The primary goal of the Levine Research Group at the Yale School of Medicine (LRG@YSM) is to understand and intervene in protein folding diseases using biophysical insights. In particular, we strive to understand the underlying physical and thermodynamic mechanisms that lead to age-related disease in a diverse set of biological environments. We focus predominantly on intrinsically disordered proteins (IDPs) and regions (IDRs), which tend to interconvert between three-dimensional structures. These behaviors enable IDPs to carry out diverse physiological roles, however it can also lead to the aggregation of soluble and insoluble protein plaques (amyloids) over the lifecourse, which is a notable hallmark in certain cancers and in over twenty-one degenerative diseases such as Alzheimer's Disease, Parkinson's Disease, and Type II Diabetes. To better understand these behaviors, LRG@YSM utilizes a combination of molecular dynamics simulations and experiments that combine biophysical, biochemical, biological, and clinical knowledge in order to manipulate proteotoxic species in cancer, human aging, and in traditional amyloid diseases.
High-performance computing and molecular dynamics (MD) simulations enables us to recreate chemical and biological systems from first-principles, providing nanoscale determinants of proteostasis. Parallelization of simulations also allows for the folding of unstructured proteins, which are notoriously difficult to characterize from experiments alone. Our lab employs many theoretical techniques, including replica-exchange MD (REMD), umbrella sampling, thermodynamic integration, and free energy perturbations.

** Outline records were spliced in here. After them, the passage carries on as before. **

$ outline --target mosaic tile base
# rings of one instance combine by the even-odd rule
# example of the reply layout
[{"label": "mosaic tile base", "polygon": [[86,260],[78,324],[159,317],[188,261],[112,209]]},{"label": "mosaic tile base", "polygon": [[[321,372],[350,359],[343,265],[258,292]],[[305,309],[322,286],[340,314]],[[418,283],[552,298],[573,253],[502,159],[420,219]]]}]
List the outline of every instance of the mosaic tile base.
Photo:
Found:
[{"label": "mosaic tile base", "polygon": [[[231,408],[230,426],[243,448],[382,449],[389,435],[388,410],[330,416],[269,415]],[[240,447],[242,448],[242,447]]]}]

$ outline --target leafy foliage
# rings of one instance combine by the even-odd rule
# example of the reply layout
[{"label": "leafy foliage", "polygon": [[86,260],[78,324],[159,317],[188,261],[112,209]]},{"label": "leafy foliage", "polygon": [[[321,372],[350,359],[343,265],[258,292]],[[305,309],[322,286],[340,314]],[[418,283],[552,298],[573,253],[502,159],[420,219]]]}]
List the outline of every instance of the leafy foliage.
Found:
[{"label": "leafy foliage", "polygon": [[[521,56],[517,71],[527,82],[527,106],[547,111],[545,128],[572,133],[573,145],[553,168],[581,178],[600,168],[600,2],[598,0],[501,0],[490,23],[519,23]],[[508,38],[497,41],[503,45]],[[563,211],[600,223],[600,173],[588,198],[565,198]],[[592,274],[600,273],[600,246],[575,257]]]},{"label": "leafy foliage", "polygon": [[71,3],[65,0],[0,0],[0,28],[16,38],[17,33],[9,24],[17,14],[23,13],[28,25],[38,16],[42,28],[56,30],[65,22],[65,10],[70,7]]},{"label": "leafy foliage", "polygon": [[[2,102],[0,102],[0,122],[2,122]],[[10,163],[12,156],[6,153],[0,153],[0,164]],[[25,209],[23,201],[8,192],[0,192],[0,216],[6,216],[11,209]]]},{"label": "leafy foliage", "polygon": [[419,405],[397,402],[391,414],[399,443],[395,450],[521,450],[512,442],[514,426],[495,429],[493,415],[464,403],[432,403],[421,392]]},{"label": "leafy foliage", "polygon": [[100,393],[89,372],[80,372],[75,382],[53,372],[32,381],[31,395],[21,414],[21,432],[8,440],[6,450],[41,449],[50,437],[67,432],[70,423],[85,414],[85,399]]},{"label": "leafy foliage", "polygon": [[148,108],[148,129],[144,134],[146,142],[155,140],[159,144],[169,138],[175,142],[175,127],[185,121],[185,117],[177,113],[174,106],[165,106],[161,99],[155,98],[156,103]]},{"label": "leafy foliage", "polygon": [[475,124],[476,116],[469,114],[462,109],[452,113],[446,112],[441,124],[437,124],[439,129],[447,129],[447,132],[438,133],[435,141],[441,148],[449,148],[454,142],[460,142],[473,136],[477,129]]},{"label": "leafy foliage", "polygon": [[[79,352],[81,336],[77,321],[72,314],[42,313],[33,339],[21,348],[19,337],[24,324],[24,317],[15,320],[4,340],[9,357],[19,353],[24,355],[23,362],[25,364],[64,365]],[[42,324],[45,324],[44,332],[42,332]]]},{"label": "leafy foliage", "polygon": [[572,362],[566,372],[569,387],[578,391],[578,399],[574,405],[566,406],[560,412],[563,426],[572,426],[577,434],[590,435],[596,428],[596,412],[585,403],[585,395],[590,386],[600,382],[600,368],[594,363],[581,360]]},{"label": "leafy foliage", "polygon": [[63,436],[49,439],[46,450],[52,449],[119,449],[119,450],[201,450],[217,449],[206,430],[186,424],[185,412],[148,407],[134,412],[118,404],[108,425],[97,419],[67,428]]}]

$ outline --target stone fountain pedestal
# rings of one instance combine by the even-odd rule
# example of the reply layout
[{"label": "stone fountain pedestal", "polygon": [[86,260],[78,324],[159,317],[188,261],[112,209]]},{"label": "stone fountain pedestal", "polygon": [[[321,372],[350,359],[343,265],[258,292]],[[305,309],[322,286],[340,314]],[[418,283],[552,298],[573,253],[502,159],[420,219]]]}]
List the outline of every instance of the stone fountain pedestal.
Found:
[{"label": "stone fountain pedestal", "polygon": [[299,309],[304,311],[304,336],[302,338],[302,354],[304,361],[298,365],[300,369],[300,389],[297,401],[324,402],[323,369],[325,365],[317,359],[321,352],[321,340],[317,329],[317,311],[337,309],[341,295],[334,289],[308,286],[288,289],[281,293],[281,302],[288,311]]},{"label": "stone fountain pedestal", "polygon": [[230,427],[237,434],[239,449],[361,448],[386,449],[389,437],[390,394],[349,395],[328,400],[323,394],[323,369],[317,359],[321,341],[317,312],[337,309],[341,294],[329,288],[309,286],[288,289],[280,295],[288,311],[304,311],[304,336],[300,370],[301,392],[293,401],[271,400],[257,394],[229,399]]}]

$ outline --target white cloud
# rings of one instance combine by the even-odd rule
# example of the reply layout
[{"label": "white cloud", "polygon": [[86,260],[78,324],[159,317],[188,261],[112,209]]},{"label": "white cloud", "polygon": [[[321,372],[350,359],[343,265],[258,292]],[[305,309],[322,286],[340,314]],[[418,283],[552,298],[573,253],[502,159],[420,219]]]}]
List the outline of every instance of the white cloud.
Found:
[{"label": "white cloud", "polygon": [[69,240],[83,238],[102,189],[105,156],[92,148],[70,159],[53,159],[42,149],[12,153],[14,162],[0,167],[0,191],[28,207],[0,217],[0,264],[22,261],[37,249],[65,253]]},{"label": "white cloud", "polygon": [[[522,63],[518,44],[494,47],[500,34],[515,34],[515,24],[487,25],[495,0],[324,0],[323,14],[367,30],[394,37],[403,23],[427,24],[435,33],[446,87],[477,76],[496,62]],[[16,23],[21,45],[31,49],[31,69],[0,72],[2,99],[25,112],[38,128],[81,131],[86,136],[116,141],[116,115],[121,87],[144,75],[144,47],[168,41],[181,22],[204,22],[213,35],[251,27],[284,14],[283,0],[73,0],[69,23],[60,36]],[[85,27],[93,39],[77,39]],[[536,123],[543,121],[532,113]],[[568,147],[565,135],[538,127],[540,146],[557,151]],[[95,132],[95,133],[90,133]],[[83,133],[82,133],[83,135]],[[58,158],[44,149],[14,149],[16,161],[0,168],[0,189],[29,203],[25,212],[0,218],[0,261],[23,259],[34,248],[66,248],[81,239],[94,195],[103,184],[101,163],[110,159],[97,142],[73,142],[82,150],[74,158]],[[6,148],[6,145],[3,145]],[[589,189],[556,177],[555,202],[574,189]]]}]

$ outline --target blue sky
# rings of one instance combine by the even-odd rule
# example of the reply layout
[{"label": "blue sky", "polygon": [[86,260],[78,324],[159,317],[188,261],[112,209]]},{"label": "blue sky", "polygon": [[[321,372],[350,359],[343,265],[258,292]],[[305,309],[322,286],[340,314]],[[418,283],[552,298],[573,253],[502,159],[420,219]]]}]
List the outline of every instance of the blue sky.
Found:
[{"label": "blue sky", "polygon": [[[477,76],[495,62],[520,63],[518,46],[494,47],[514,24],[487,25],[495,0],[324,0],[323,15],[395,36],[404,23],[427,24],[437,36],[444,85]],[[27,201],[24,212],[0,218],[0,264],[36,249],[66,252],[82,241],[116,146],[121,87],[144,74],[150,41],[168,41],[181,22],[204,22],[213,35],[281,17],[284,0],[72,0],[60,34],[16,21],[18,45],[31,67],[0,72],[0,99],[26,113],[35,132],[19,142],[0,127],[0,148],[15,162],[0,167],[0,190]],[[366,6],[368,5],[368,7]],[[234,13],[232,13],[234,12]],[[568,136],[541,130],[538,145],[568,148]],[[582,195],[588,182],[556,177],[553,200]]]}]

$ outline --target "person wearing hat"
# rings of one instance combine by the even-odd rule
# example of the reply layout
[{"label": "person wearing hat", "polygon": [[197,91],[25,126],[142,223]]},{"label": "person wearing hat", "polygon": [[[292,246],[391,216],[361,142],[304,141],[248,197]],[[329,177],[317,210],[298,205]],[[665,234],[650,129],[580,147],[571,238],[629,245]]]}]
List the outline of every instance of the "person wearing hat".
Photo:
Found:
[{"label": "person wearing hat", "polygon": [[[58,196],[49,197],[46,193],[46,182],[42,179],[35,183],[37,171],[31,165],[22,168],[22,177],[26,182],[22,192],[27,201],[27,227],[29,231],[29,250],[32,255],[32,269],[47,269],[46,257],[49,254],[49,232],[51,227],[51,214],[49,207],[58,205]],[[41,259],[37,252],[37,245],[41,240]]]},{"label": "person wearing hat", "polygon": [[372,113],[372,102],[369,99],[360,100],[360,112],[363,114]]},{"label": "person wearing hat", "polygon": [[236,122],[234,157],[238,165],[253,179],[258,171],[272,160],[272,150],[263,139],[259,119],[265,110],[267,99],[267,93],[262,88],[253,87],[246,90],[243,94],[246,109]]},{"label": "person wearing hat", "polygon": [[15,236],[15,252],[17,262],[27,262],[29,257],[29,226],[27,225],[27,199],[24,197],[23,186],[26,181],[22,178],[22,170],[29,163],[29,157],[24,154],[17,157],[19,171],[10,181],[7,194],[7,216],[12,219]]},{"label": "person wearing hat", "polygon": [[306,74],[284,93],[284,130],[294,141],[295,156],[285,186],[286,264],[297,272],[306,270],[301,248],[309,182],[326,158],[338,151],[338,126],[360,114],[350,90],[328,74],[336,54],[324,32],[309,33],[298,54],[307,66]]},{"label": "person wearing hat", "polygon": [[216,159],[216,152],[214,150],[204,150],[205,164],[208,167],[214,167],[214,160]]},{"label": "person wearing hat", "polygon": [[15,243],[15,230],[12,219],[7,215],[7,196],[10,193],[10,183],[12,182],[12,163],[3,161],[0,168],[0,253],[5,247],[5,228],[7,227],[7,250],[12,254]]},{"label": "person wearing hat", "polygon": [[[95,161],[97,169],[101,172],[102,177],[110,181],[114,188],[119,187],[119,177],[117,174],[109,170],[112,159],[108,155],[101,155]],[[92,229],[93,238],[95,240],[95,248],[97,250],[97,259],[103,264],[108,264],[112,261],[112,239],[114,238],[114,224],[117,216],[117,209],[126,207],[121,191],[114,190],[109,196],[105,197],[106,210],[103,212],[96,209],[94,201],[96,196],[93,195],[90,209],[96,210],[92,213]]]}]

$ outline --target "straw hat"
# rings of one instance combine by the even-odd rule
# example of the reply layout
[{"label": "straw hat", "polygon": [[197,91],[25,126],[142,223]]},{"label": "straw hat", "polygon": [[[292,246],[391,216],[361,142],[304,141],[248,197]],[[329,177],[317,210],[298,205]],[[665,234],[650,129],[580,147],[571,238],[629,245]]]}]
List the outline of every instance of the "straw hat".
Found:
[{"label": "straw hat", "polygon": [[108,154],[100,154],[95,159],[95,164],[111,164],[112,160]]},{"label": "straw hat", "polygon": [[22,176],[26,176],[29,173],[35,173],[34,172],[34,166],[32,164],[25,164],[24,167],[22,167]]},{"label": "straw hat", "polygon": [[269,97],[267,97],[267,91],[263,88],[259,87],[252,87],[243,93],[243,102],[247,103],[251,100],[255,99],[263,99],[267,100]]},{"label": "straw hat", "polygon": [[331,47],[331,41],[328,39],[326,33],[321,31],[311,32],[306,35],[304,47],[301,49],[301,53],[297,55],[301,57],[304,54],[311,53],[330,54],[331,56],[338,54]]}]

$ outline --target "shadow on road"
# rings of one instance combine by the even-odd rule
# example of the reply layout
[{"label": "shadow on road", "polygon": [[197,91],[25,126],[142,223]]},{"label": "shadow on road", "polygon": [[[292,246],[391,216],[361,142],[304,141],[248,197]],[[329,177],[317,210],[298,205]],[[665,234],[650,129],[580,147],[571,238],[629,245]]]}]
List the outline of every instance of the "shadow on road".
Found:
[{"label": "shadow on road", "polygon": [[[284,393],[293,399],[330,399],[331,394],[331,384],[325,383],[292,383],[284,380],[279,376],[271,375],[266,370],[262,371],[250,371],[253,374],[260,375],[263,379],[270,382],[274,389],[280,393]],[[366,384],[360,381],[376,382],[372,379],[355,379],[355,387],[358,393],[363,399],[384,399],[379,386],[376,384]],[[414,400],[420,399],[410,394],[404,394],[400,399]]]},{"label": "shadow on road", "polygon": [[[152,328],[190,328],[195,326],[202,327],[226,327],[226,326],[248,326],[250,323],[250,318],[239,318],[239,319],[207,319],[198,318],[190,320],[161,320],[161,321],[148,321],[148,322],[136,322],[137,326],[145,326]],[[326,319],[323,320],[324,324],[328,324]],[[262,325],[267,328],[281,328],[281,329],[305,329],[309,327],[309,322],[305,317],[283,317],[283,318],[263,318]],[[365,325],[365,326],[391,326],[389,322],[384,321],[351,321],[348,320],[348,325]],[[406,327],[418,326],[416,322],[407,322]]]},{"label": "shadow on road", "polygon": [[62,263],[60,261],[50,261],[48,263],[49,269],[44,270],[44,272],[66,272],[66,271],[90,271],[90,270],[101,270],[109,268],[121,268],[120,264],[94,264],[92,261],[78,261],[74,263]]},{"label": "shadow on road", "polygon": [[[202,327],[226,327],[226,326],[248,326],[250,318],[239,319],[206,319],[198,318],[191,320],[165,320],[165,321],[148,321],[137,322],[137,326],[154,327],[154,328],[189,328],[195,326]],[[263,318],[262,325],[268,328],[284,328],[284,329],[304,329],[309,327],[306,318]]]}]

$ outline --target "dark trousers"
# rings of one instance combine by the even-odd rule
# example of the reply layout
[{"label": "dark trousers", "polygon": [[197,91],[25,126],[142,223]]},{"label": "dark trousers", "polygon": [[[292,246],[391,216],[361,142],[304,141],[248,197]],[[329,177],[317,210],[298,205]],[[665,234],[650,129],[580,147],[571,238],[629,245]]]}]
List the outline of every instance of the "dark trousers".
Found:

Solution Biophysics Experiments
Targeting Soluble amyloids in Age-Related Disorders
Cognitive decline in Alzheimer’s Disease (AD) and many other age-related dementias have long been associated with the presence of insoluble amyloid plaques that disrupt normal synaptic functioning. However, more recent studies have revealed that cellular impairment is much more potently associated with soluble protein oligomers rather than from insoluble fibrils. Soluble oligomers are structurally irregular and promiscuously bind to membrane proteins, thereby dysregulating downstream processes. This heterogeneity, however, makes it difficult to experimentally characterize transient oligomers, despite their tremendous importance.
To address these challenges, we combine molecular simulations and single-molecule experiments to probe the distribution of individual oligomers and their structural and functional properties. We also target protein oligomers using ssDNA and peptide aptamers to track and neutralize promiscuous protein species in cell lysates. This work bridges basic biophysical insights with macroscopic cellular behaviors to inform how soluble amyloid species drive cellular aging and multiple degenerative disorders.
Regulation of Tumor Suppression Proteins using Amyloid-Disrupting Peptides
In over half of all cancer types, tumor suppressor proteins such as p53 can become inactivated by single amino acid mutations, inhibiting their ability to induce programmed cell death. Follow-up studies have indicated that misfolded tumor suppressor proteins can outwardly display sticky amino acids that increase their aggregation propensity to one another and subsequently disrupt their ability to function. Thus, many cancers can be thought of as protein aggregation diseases where protein regulators are no longer able to suppress aberrant behaviors.
Furthermore, many of the most lethal cancer types such as high-grade serous ovarian carcinomas (HGSOCs) exhibit mutations that induce aggregation in over 96% of cases. While there are currently no therapies to address protein co-aggregation in cancer, there is emerging evidence that amyloid-inhibiting peptides may potently inhibit p53 aggregation in HGSOCs and related tumors. This suggests that targeting the protein aggresome can significantly enhance tumor treatment plans and rescue paralog tumor suppressor proteins from co-aggregation, thereby laying the foundation for next-generation cancer therapeutics.